I forgot to add the iax2 debug:

Tx-Frame Retry[000] -- OSeqno: 000 ISeqno: 000 Type: IAX     Subclass: POKE
  Timestamp: 00006ms  SCall: 01756  DCall: 00000 [xx.yy.zzz.ww:4569]

Tx-Frame Retry[001] -- OSeqno: 000 ISeqno: 000 Type: IAX     Subclass: POKE
  Timestamp: 00006ms  SCall: 01756  DCall: 00000 [xx.yy.zzz.ww:4569]


this debug is showing that, also if tcpdump shows it is receiving PONG, iax2 nevertheless seems not


By: andrea lanza (lanzaandrea) 2011-11-07 04:07:00.743-0600

Further investigation:
start asterisk on the virtual machine, having qualify=yes in the peer definition
iax is UNKNOWN, and after some second becomes UNREACHABLE
stop asterisk (core stop now)
start asterisk on the virtual machine, having qualify=no in the peer definition
iax is UNMONITORED
exit (NOT STOP!) asterisk, change peer definition to qualify=yes
enter asterisk console (asterisk -r)
iax2 reload ==> peer is now REACHABLE

So my conclusion is:

1) Starting an asterisk server 1.8x on a virtual machine, with a iax peer having qualify=yes,
brings to UNREACHABLE state

2) Starting an asterisk server 1.8x on a virtual machine, with a iax peer having qualify=no,
then after startup modify to qualify=yes and reload iax2 configuration, brings to REACHABLE state

3) no issue on the same virtual box having 1.6.20 * version

4) On the physical counterpart (IAX peer), same OS and * versioon, no issues at all

If anybody can confirm this behaviour ...

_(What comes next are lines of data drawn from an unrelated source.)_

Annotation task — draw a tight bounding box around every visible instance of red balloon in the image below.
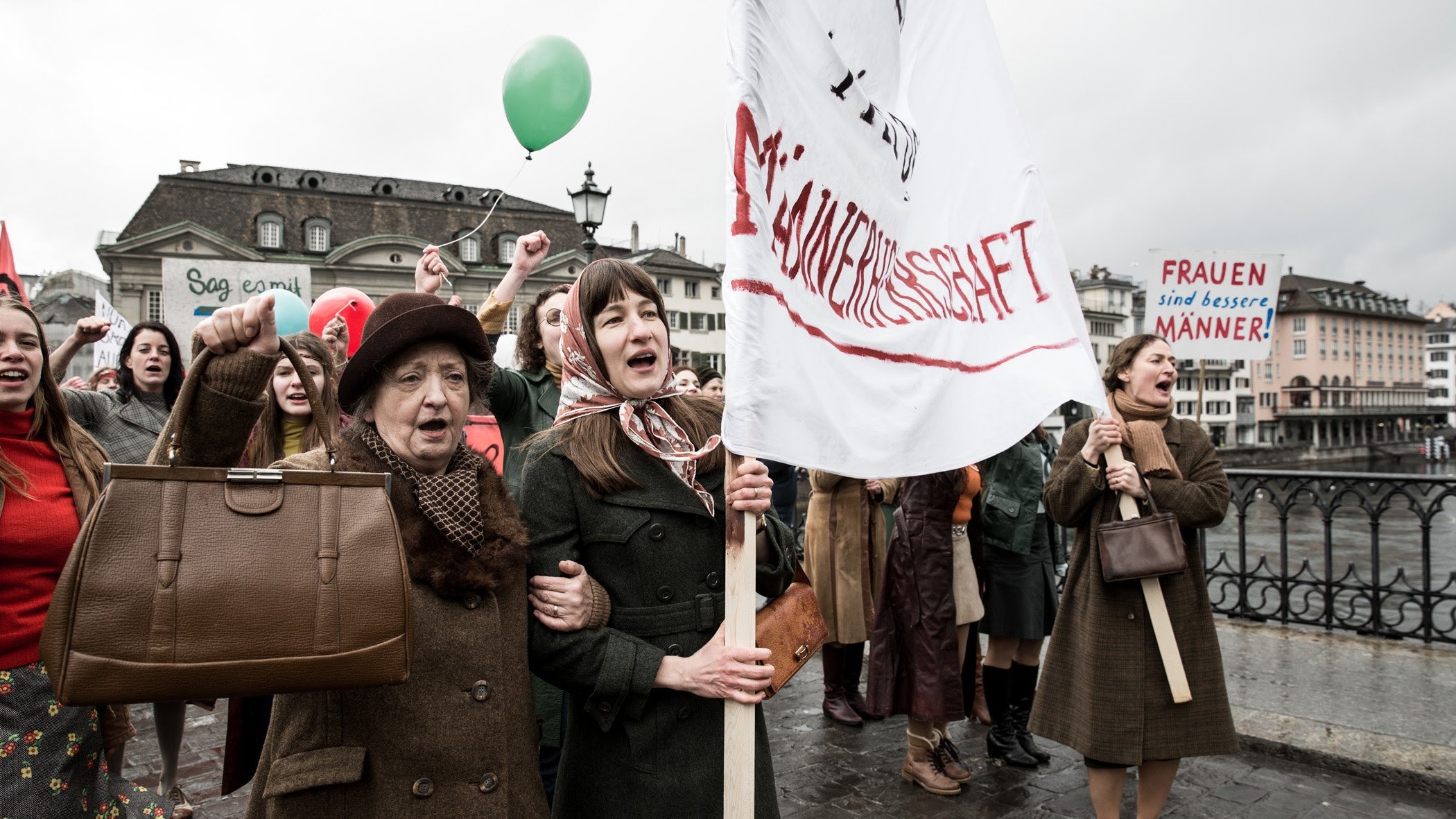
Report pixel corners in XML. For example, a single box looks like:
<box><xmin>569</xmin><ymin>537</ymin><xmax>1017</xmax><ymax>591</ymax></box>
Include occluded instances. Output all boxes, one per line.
<box><xmin>309</xmin><ymin>287</ymin><xmax>374</xmax><ymax>356</ymax></box>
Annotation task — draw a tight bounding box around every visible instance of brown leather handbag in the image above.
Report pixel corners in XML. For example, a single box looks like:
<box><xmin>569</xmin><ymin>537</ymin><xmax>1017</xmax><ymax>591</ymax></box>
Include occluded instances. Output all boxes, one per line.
<box><xmin>754</xmin><ymin>564</ymin><xmax>829</xmax><ymax>700</ymax></box>
<box><xmin>1096</xmin><ymin>478</ymin><xmax>1188</xmax><ymax>583</ymax></box>
<box><xmin>41</xmin><ymin>343</ymin><xmax>413</xmax><ymax>705</ymax></box>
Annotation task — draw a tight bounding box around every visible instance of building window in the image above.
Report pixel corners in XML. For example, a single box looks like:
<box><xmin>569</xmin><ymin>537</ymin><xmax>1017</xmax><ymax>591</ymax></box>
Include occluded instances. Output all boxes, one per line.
<box><xmin>495</xmin><ymin>233</ymin><xmax>515</xmax><ymax>264</ymax></box>
<box><xmin>258</xmin><ymin>213</ymin><xmax>282</xmax><ymax>248</ymax></box>
<box><xmin>460</xmin><ymin>236</ymin><xmax>480</xmax><ymax>264</ymax></box>
<box><xmin>303</xmin><ymin>217</ymin><xmax>329</xmax><ymax>254</ymax></box>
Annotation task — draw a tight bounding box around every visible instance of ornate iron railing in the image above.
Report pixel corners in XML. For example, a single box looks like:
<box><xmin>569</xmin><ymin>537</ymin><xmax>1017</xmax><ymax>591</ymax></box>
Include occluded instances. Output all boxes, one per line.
<box><xmin>795</xmin><ymin>469</ymin><xmax>1456</xmax><ymax>643</ymax></box>
<box><xmin>1199</xmin><ymin>469</ymin><xmax>1456</xmax><ymax>643</ymax></box>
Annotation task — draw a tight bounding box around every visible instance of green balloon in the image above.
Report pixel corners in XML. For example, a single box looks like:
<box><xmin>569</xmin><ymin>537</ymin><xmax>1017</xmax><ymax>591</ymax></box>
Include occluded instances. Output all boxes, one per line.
<box><xmin>501</xmin><ymin>33</ymin><xmax>591</xmax><ymax>150</ymax></box>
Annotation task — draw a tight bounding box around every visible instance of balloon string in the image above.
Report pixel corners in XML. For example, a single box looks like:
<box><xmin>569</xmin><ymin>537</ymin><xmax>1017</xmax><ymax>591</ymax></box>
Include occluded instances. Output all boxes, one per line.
<box><xmin>435</xmin><ymin>153</ymin><xmax>532</xmax><ymax>249</ymax></box>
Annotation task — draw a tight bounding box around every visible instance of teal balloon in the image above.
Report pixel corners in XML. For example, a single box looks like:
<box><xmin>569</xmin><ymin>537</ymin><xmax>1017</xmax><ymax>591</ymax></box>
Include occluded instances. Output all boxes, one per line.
<box><xmin>501</xmin><ymin>33</ymin><xmax>591</xmax><ymax>150</ymax></box>
<box><xmin>262</xmin><ymin>287</ymin><xmax>309</xmax><ymax>335</ymax></box>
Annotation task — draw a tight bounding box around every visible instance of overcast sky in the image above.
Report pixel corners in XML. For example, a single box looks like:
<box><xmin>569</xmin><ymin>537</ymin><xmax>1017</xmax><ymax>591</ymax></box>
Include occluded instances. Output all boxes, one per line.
<box><xmin>0</xmin><ymin>0</ymin><xmax>1456</xmax><ymax>309</ymax></box>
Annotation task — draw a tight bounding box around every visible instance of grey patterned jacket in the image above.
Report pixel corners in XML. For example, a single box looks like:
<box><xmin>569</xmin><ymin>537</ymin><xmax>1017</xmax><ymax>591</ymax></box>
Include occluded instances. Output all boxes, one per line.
<box><xmin>61</xmin><ymin>389</ymin><xmax>171</xmax><ymax>463</ymax></box>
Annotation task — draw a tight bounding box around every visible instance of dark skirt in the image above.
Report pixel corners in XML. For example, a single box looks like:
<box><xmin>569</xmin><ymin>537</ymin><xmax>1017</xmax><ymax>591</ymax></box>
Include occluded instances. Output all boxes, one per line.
<box><xmin>0</xmin><ymin>663</ymin><xmax>172</xmax><ymax>819</ymax></box>
<box><xmin>978</xmin><ymin>513</ymin><xmax>1057</xmax><ymax>640</ymax></box>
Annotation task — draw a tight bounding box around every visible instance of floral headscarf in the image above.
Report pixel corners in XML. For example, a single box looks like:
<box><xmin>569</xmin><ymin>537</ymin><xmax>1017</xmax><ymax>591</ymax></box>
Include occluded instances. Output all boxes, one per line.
<box><xmin>556</xmin><ymin>284</ymin><xmax>721</xmax><ymax>515</ymax></box>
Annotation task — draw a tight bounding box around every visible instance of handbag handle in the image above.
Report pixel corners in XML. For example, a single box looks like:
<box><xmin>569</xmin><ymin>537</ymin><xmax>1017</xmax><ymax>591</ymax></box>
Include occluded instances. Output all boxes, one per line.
<box><xmin>168</xmin><ymin>336</ymin><xmax>335</xmax><ymax>472</ymax></box>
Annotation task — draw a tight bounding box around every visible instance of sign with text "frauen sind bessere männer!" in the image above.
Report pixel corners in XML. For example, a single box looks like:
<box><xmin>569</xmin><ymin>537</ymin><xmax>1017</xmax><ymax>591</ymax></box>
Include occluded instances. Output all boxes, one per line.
<box><xmin>724</xmin><ymin>0</ymin><xmax>1105</xmax><ymax>478</ymax></box>
<box><xmin>1143</xmin><ymin>249</ymin><xmax>1284</xmax><ymax>360</ymax></box>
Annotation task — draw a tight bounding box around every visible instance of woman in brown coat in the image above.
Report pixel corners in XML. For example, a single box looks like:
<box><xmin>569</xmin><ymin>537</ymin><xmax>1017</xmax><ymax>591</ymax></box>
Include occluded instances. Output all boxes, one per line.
<box><xmin>804</xmin><ymin>469</ymin><xmax>900</xmax><ymax>727</ymax></box>
<box><xmin>1031</xmin><ymin>334</ymin><xmax>1239</xmax><ymax>819</ymax></box>
<box><xmin>165</xmin><ymin>293</ymin><xmax>606</xmax><ymax>819</ymax></box>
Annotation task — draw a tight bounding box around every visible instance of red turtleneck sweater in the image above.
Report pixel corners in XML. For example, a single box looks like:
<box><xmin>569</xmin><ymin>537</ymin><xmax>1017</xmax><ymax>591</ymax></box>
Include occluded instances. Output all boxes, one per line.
<box><xmin>0</xmin><ymin>410</ymin><xmax>80</xmax><ymax>669</ymax></box>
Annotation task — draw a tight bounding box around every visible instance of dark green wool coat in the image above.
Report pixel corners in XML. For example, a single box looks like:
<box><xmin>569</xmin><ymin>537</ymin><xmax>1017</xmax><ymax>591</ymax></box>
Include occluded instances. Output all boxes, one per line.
<box><xmin>981</xmin><ymin>436</ymin><xmax>1056</xmax><ymax>555</ymax></box>
<box><xmin>521</xmin><ymin>431</ymin><xmax>795</xmax><ymax>819</ymax></box>
<box><xmin>489</xmin><ymin>360</ymin><xmax>561</xmax><ymax>748</ymax></box>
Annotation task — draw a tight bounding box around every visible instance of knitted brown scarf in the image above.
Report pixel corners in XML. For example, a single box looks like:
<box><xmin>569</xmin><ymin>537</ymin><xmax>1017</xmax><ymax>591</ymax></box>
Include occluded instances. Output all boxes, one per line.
<box><xmin>1107</xmin><ymin>389</ymin><xmax>1182</xmax><ymax>478</ymax></box>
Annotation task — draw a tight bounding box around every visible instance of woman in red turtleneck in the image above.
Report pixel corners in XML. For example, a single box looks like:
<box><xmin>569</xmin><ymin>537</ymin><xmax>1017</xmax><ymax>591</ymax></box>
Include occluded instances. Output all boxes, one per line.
<box><xmin>0</xmin><ymin>298</ymin><xmax>182</xmax><ymax>819</ymax></box>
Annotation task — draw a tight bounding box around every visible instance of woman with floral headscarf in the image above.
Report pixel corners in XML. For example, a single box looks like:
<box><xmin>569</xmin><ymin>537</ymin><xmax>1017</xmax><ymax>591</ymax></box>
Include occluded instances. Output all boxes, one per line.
<box><xmin>521</xmin><ymin>259</ymin><xmax>795</xmax><ymax>818</ymax></box>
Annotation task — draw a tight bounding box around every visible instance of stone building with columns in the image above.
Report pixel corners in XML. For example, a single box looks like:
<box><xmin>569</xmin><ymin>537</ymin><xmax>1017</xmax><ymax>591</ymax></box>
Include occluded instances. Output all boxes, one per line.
<box><xmin>96</xmin><ymin>162</ymin><xmax>724</xmax><ymax>369</ymax></box>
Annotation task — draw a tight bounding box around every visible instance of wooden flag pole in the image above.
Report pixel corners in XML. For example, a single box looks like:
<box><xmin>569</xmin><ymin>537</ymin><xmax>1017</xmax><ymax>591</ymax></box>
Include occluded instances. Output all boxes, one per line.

By: andrea lanza (lanzaandrea) 2011-11-07 09:32:10.681-0600

just for further debug/investigation, I tried to edit chan_iax.c

commenting out the line "return 1" in the following block, SOLVES the problem

if (cur) {
   /* we found another thread processing a full frame for this call,
     so queue it up for processing later. */
   defer_full_frame(thread, cur);
   AST_LIST_UNLOCK(&active_list);
   thread->iostate = IAX_IOSTATE_IDLE;
   signal_condition(&thread->lock, &thread->cond);
// THIS IS MY COMMENT                     return 1;
  } else {
...


anyway I don't know what is doing the chan and which are the problems in doing it: maybe it breaks everything !

line commented out is 9571 for asterisk 1.8.7.1

ASTERISK_FILE_VERSION(__FILE__, "$Revision: 331248 $")

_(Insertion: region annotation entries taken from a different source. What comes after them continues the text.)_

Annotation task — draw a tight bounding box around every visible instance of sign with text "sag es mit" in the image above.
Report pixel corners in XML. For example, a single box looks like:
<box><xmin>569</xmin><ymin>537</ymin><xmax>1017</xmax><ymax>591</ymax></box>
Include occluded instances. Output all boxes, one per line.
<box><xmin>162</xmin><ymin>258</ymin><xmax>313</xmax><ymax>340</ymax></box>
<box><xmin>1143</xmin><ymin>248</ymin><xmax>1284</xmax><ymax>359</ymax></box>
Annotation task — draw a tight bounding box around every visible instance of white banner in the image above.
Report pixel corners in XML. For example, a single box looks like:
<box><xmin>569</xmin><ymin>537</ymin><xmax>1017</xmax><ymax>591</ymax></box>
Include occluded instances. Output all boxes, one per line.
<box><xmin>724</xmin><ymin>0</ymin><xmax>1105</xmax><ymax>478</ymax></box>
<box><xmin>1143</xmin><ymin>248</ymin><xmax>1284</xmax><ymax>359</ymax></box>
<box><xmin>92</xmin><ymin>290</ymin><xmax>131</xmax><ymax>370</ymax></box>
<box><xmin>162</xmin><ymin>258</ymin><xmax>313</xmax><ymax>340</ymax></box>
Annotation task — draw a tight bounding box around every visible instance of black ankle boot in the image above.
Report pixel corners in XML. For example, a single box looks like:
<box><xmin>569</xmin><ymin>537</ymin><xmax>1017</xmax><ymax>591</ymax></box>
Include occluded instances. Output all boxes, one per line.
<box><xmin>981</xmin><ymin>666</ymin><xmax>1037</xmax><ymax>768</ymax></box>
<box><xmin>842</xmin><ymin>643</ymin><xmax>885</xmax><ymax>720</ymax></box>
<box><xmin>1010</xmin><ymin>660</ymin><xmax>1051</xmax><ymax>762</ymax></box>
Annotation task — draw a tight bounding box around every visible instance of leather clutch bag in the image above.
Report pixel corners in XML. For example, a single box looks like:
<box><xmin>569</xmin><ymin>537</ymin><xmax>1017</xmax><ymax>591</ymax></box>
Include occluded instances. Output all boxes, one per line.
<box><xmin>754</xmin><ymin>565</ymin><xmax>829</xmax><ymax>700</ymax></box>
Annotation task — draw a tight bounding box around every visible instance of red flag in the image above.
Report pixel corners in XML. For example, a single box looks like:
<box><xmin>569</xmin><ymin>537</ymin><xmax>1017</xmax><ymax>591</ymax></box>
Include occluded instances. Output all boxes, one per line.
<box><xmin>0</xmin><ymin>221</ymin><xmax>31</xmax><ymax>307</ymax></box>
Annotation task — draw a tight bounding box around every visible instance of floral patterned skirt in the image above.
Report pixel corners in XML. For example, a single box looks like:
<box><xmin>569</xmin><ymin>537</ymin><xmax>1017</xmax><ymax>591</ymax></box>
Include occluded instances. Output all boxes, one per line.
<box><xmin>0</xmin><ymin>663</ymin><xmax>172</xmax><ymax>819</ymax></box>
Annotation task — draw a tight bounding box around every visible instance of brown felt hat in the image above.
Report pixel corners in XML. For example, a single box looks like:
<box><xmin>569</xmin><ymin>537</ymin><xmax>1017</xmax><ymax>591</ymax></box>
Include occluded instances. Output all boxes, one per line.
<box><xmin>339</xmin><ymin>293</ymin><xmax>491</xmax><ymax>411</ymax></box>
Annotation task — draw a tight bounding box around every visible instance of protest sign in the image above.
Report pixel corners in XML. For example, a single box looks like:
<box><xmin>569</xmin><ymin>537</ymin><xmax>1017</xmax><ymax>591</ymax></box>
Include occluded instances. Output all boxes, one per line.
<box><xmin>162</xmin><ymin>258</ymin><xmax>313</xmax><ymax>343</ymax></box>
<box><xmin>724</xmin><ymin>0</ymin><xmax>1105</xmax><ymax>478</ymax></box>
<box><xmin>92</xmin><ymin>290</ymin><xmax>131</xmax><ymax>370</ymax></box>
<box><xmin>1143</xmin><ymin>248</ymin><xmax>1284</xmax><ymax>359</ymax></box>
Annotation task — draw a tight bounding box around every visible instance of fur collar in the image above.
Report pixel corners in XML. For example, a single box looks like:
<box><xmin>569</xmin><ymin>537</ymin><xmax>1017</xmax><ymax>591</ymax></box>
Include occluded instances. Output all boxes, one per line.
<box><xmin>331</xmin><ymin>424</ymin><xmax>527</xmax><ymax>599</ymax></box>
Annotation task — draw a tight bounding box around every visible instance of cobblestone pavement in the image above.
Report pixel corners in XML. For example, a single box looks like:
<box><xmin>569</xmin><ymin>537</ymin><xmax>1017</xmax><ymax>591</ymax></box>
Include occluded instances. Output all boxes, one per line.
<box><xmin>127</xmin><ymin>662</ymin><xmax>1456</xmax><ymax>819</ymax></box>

I hope coders could investigate this issue

******************************

SO: the problem seems to be related to this:

chan_iax doesn't process received POKE message becouse it belives another task is already processing that


By: Josep Casals C (joscas) 2011-11-17 09:21:07.004-0600

I have the same issue with an Ubuntu 10.04.3 virtual machine running Asterisk 1.8.7.0.
The exact same configuration on an Ubuntu 8.04.4 virtual machine running Asterisk 1.8.4.1 works fine.
The problem is exactly as described. Physical can see virtual but virtual cannot see physical.

By: Victoriano Giralt (victoriano) 2011-12-06 13:52:40.215-0600

I can confirm that both the problem and the (qualify=no/qualify=yes) workaround manifest themselves on asterisk 1.8.7.1 running on CentOS 5.8 on x86_64 physical hardware, no virtualisation whatsoever. BTW, my deepest gratitude to the poster of the workaround.

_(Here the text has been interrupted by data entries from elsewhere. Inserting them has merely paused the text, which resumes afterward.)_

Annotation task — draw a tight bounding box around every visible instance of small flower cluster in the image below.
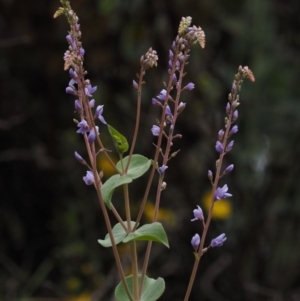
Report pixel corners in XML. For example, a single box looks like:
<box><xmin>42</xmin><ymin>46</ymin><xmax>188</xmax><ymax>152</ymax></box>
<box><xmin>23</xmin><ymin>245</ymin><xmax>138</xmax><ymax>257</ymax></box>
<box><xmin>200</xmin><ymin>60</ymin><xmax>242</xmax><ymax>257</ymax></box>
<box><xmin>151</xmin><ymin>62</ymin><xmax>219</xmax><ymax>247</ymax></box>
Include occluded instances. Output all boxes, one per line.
<box><xmin>191</xmin><ymin>66</ymin><xmax>255</xmax><ymax>253</ymax></box>
<box><xmin>54</xmin><ymin>0</ymin><xmax>106</xmax><ymax>185</ymax></box>
<box><xmin>149</xmin><ymin>17</ymin><xmax>205</xmax><ymax>178</ymax></box>
<box><xmin>191</xmin><ymin>206</ymin><xmax>227</xmax><ymax>252</ymax></box>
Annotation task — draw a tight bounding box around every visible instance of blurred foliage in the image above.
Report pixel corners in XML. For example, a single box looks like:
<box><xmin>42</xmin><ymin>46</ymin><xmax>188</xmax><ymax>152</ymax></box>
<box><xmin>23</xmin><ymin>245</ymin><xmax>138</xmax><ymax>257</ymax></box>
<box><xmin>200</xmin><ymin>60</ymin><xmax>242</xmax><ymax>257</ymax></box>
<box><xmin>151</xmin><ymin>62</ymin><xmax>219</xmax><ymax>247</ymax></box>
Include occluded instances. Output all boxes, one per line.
<box><xmin>0</xmin><ymin>0</ymin><xmax>300</xmax><ymax>301</ymax></box>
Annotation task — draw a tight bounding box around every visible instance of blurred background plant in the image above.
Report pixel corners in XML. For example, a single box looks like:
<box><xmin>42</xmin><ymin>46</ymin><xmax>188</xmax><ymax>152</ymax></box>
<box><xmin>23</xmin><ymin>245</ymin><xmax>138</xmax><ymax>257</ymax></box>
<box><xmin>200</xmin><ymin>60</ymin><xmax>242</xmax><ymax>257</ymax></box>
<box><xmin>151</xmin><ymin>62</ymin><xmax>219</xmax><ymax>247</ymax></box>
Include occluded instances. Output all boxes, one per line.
<box><xmin>0</xmin><ymin>0</ymin><xmax>300</xmax><ymax>301</ymax></box>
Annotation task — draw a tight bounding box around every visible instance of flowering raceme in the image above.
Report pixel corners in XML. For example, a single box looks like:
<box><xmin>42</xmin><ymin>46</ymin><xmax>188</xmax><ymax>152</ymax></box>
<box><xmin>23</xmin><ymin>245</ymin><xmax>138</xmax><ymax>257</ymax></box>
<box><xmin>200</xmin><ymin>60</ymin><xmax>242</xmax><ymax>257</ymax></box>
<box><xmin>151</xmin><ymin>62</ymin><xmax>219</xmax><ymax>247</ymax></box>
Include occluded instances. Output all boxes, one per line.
<box><xmin>54</xmin><ymin>0</ymin><xmax>254</xmax><ymax>301</ymax></box>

By: Imre Gergely (cemc) 2012-08-25 11:06:06.660-0500

One more confirmation for this same issue and working workaround on FreePBX distro.

- Asterisk 10.7.0
- VM is a 64bit KVM, and the FreePBX distro is CentOS 6.2
- host is Ubuntu 10.04 64bit

The IAX2 peer is a physical CentOS 5.6 32bit with Asterisk 1.6.2.2.

By: amcrory (amcrory) 2012-12-16 19:06:57.978-0600

Though I am having trouble with UNREACHABLE errors on a proxmox virtualized host, the above patch breaks iaxmodems for me completely. This error was so severe that I never bothered to test trunking. patch applied to asterisk-1.8.19.0 on compiled centos 6.x

By: amcrory (amcrory) 2012-12-18 13:58:19.381-0600

FYI - I was able to bring my trunks back up by reconfiguring to host=dynamic and adding a register string (username:password@<remote_ip>). Not really a fix but it would be nice to know if it will work for you.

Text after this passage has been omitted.